El dolor de muelas de la energía
Las fastuosas iluminaciones navideñas ponen en evidencia las contradicciones en que vivimos. Después de muchos meses lamentaciones sobre las subidas de la factura eléctrica, sobre el durísimo invierno que se avecinaba y el abismo de la pobreza energética, nos encontramos con que quienes nos invitaban a la flagelación y al desespero nos llenan ahora las luces. Y para tapar la incongruencia tratan de convencernos de que gastan muy poco. Algo parecido a lo ocurrido en el Mundial de Catar, donde han sido los países más pobres los que han llevado más animadores a las gradas.
Las escandaleras diarias que vivimos devienen precisamente en estas contradicciones de libro. Se hace lo mismo que se critica, porque lo único que importa es quién lo hace y no el qué. Dejándonos llevar por esa doble interpretación, puede que lo que está ocurriendo con la energía sea una suerte y no una desgracia.
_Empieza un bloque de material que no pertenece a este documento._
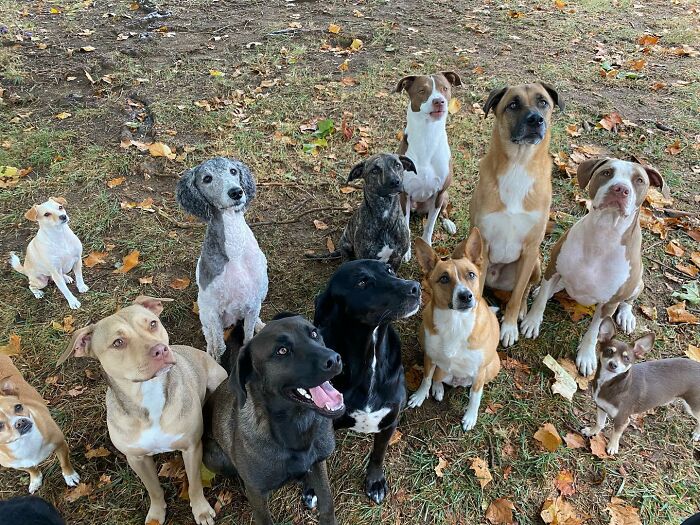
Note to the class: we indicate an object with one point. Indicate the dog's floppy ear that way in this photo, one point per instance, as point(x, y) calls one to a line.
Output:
point(357, 171)
point(426, 256)
point(241, 375)
point(190, 198)
point(31, 214)
point(452, 77)
point(495, 97)
point(607, 330)
point(558, 100)
point(586, 170)
point(79, 345)
point(643, 345)
point(154, 304)
point(408, 164)
point(405, 83)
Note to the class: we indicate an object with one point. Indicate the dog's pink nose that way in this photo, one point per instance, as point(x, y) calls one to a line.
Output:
point(159, 351)
point(621, 189)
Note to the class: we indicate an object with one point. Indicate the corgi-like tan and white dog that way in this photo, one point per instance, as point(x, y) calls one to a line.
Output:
point(28, 433)
point(460, 332)
point(53, 252)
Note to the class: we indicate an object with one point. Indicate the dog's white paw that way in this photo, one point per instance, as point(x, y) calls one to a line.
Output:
point(449, 226)
point(625, 319)
point(72, 479)
point(437, 391)
point(35, 483)
point(509, 334)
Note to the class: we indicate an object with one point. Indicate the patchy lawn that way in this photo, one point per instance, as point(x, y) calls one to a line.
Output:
point(83, 87)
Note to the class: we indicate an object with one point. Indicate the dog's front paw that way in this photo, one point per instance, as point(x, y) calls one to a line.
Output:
point(376, 489)
point(509, 334)
point(72, 478)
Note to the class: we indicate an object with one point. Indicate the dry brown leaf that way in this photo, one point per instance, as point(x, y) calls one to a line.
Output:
point(678, 314)
point(500, 512)
point(179, 283)
point(548, 437)
point(129, 262)
point(481, 471)
point(440, 467)
point(622, 514)
point(13, 346)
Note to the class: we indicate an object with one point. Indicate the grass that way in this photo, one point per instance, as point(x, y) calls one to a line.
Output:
point(657, 469)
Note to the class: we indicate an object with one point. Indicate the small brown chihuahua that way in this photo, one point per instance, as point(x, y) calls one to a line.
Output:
point(623, 387)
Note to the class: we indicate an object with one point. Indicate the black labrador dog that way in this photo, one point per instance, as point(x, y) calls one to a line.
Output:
point(354, 315)
point(271, 422)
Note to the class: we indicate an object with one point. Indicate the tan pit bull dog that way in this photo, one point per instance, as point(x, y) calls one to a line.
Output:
point(154, 397)
point(598, 261)
point(511, 203)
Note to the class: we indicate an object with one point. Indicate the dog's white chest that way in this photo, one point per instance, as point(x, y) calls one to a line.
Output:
point(506, 230)
point(593, 264)
point(449, 349)
point(154, 439)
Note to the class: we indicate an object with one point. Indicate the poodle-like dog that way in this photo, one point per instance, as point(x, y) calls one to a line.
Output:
point(231, 270)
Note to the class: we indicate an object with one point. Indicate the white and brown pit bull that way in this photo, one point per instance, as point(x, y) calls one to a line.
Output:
point(598, 261)
point(154, 397)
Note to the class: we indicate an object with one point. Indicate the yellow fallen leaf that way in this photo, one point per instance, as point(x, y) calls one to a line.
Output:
point(128, 262)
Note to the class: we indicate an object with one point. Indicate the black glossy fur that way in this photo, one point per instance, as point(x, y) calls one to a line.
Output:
point(361, 299)
point(255, 432)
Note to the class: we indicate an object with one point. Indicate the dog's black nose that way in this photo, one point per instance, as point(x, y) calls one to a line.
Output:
point(23, 426)
point(235, 193)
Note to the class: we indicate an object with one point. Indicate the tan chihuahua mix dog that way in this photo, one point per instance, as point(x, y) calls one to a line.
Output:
point(460, 332)
point(28, 433)
point(53, 252)
point(154, 397)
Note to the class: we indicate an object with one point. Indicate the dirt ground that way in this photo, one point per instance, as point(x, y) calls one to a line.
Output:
point(86, 86)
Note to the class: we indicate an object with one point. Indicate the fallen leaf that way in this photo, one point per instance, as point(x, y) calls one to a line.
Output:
point(622, 514)
point(598, 445)
point(440, 467)
point(564, 384)
point(481, 471)
point(13, 346)
point(500, 512)
point(179, 283)
point(548, 437)
point(129, 262)
point(564, 483)
point(678, 314)
point(94, 258)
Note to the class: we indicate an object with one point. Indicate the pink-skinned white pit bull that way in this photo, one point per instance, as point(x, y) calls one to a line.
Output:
point(598, 261)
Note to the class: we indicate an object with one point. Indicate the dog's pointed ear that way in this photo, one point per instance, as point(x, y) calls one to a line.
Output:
point(607, 330)
point(407, 163)
point(8, 387)
point(425, 255)
point(32, 214)
point(241, 375)
point(154, 304)
point(495, 97)
point(556, 98)
point(357, 171)
point(643, 345)
point(586, 170)
point(80, 344)
point(405, 83)
point(190, 198)
point(452, 77)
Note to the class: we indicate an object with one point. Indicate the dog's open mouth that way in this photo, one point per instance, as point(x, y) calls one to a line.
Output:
point(324, 397)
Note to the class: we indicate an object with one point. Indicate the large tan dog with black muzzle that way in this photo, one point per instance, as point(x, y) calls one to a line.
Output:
point(154, 397)
point(511, 203)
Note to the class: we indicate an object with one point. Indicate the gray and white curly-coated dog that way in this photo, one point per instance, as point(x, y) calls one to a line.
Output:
point(231, 270)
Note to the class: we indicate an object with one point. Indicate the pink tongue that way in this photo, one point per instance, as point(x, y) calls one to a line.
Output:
point(327, 397)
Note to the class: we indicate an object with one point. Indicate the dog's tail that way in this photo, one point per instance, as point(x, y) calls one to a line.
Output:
point(16, 263)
La estrategia de Putin sometiéndonos con el gas, como hizo la OPEP con el petróleo en los años 70, nos ha hecho conscientes de nuestras debilidades estratégicas en el campo de la energía, tan vital como el de la alimentación. Ya sabíamos que nunca tendremos petróleo y poco se puede hacer en ese terreno, pero tenemos sol y viento, sin depender de nadie y a un precio cada vez más competitivo. Ha habido días de noviembre en que las energías renovables han cubierto el 54% del consumo nacional de electricidad y tenemos que aspirar a que se conviertan en la fuente principal a diario, a sabiendas de que nunca podremos prescindir del gas o del petróleo porque las renovables no garantizan un suministro constante.
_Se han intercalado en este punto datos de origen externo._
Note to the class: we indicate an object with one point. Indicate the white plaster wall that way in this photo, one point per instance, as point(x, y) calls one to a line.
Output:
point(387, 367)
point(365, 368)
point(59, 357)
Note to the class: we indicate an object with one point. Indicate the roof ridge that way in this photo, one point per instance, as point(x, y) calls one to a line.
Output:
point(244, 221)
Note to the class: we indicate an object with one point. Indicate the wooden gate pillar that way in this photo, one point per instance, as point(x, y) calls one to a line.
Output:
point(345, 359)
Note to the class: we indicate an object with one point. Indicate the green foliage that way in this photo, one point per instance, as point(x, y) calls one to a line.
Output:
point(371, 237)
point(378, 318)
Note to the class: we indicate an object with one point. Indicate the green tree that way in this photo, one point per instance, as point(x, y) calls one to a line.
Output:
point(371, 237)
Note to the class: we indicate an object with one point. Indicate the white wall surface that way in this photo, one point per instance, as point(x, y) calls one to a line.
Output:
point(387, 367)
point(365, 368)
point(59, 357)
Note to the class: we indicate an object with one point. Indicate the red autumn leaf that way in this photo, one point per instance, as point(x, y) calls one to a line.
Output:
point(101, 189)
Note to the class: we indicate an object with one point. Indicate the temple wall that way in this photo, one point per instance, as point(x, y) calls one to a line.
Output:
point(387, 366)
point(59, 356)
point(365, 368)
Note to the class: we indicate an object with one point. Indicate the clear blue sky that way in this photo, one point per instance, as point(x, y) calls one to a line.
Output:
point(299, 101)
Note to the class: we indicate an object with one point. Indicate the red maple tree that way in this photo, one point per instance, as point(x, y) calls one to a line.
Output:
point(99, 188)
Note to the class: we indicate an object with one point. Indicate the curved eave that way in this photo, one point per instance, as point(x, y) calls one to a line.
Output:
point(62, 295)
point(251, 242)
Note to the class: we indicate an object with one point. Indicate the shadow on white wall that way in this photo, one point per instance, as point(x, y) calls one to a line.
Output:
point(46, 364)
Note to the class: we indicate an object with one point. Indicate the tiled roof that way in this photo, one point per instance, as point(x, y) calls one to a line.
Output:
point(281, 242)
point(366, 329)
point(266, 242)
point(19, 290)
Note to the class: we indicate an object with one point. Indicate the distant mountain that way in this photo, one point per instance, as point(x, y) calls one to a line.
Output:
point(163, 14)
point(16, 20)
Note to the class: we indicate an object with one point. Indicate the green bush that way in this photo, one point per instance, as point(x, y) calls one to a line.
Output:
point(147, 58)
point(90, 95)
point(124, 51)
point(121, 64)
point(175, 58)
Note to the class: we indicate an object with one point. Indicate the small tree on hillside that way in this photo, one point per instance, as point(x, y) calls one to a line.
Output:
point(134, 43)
España, que fue una adelantada en estas energías hace algo más de una década, renunció con Rajoy a ese liderazgo al cerrar el grifo de las subvenciones, un error de bulto dado que al mismo tiempo se estaba consolidando un sector industrial vital. Por primera vez desde la construcción naval de los siglos XVI-XVIII podíamos presumir de estar en la vanguardia de al menos un sector tecnológico y de exportar esta innovación a países como EE UU.
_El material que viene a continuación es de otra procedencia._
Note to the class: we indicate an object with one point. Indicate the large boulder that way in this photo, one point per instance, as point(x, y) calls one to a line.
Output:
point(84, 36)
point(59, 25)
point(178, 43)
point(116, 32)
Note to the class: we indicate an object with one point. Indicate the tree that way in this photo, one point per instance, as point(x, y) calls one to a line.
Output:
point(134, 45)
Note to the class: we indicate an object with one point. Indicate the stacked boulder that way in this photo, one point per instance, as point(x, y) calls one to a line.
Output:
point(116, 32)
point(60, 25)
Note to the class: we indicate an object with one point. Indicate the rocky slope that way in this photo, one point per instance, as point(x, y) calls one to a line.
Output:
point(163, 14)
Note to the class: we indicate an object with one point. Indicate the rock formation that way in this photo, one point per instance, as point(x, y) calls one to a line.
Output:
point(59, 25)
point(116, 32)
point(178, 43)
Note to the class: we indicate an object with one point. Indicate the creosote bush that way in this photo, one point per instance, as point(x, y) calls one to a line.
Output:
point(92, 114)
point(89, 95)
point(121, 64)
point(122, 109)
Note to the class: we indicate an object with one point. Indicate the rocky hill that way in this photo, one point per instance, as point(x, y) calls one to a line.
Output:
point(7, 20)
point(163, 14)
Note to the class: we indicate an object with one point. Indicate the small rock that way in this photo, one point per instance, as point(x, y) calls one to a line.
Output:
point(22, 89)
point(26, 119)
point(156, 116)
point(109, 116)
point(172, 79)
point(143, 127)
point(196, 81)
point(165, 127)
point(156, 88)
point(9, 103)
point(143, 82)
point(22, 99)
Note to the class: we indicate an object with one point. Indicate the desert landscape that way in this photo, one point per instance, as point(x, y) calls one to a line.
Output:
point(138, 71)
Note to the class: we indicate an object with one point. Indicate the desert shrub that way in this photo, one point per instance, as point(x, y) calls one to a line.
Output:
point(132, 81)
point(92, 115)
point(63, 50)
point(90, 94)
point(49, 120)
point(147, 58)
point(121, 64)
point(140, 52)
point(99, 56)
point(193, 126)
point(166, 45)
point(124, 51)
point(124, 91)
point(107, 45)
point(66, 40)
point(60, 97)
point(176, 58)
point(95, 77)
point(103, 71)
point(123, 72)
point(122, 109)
Esa oportunidad se perdió por falta de visión, pero no es la única. Con los precios actuales de la energía, parece evidente que deberían exprimirse al máximo los recursos renovables de sol y viento que ofrece el país, la única forma de evitar compras de gas y petróleo y de reducir sensiblemente las emisiones de CO2. Una idea en la que estamos todos de acuerdo pero que cuesta enormemente llevar a la práctica en Cantabria, y no solo por la oposición de los ecologistas, como se está viendo. Tanto que quizá sea necesario un planteamiento diferente.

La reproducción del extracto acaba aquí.